Helper: wait-for-text.sh

{baseDir}/scripts/wait-for-text.sh polls a pane for a regex (or fixed string) with a timeout.

{baseDir}/scripts/wait-for-text.sh -t session:0.0 -p 'pattern' [-F] [-T 20] [-i 0.5] [-l 2000]
  • -t/--target pane target (required)
  • -p/--pattern regex to match (required); add -F for fixed string
  • -T timeout seconds (integer, default 15)
  • -i poll interval seconds (default 0.5)
  • -l history lines to search (integer, default 1000)

Source

git clone https://clawhub.ai/steipete/tmuxView on GitHub

Overview

tmux lets you remotely drive interactive CLIs by sending keystrokes and reading pane output through a private socket. It shines when automating interactive prompts, coordinating multiple coding agents, or orchestrating parallel tasks. Use bash background mode for long-running non-interactive tasks.

How This Skill Works

tmux creates an isolated session via a private socket and uses commands like tmux -S ... new, send-keys, and capture-pane to drive the session and fetch output.
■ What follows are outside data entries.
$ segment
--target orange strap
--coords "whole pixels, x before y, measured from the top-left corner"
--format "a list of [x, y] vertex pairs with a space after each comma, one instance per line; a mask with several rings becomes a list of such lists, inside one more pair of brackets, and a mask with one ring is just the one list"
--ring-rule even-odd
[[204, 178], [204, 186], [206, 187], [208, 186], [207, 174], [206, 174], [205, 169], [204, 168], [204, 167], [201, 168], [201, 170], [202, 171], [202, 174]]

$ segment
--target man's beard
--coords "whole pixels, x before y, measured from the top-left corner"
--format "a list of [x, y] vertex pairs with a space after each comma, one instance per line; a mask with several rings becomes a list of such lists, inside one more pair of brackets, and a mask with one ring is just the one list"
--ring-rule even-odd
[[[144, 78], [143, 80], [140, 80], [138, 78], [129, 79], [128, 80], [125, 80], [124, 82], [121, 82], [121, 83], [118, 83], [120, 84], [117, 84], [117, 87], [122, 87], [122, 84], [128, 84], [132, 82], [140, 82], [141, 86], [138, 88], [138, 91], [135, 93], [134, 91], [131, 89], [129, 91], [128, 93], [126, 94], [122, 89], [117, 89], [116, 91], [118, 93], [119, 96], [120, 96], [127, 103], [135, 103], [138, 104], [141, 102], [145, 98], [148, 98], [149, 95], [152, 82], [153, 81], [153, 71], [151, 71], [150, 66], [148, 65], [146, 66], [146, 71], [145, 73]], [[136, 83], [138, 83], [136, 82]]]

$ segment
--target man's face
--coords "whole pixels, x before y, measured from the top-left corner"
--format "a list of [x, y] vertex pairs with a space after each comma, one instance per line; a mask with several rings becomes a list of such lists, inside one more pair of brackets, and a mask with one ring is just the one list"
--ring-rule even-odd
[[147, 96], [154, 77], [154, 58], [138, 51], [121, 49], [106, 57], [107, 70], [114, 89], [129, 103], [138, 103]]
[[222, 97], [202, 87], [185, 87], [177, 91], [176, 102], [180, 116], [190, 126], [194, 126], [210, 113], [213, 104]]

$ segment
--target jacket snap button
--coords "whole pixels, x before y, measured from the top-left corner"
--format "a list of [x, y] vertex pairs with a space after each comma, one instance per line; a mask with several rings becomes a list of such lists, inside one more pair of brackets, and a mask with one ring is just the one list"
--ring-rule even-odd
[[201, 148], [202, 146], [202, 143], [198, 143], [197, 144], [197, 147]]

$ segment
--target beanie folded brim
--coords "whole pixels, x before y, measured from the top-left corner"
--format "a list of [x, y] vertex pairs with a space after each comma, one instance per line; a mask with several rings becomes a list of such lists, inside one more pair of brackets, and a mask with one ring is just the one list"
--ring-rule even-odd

You can attach to monitor live progress or detach, and utilities like wait-for-text help synchronize actions with prompts.

When to Use It

  • When you need to automate an interactive CLI or REPL (prompts, confirmations, dynamic input).
  • When coordinating multiple coding agents in parallel (e.g., running separate sessions for different tasks).
  • When you require real-time monitoring of a session's output via capture-pane and periodic checks.
  • When debugging or automating prompts that depend on specific text patterns (using wait-for-text).
  • When you want to attach/detach sessions to observe live workflows across a private tmux socket.

Quick Start

  1. Step 1: SOCKET_DIR="${CLAWDBOT_TMUX_SOCKET_DIR:-${TMPDIR:-/tmp}/clawdbot-tmux-sockets}"; mkdir -p "$SOCKET_DIR"; SOCKET="$SOCKET_DIR/clawdbot.sock"; SESSION=clawdbot-python
  2. Step 2: tmux -S "$SOCKET" new -d -s "$SESSION" -n shell
  3. Step 3: tmux -S "$SOCKET" send-keys -t "$SESSION":0.0 -- 'PYTHON_BASIC_REPL=1 python3 -q' Enter; tmux -S "$SOCKET" capture-pane -p -J -t "$SESSION":0.0 -S -200

Best Practices

  • Use an isolated socket directory and unique, short session names to avoid collisions.
  • Target panes with session:window.pane and avoid spaces in names for reliability.
  • Send inputs with literal sends (-l) where appropriate and clear keyboard sequences (Enter, C-c).
  • Regularly capture pane output and wait-for-text to synchronize on prompts or results.
  • For Python work, set PYTHON_BASIC_REPL=1 to ensure stable send-keys interactions.

Example Use Cases

  • Orchestrate multiple coding agents in parallel: create several sessions (agent-1, agent-2, etc.), launch commands in each, and poll for completion by inspecting pane text.
  • Run an interactive Python REPL inside tmux with PYTHON_BASIC_REPL=1 and feed commands via send-keys, capturing results periodically.
  • Automate a long-running bash task by sending inputs and using capture-pane to fetch logs for auditing.
  • Debug an interactive CLI tool by programmatically sending commands and waiting for specific prompts to appear.
  • Coordinate a multi-session workflow by attaching to a session for live monitoring and detaching when not needed.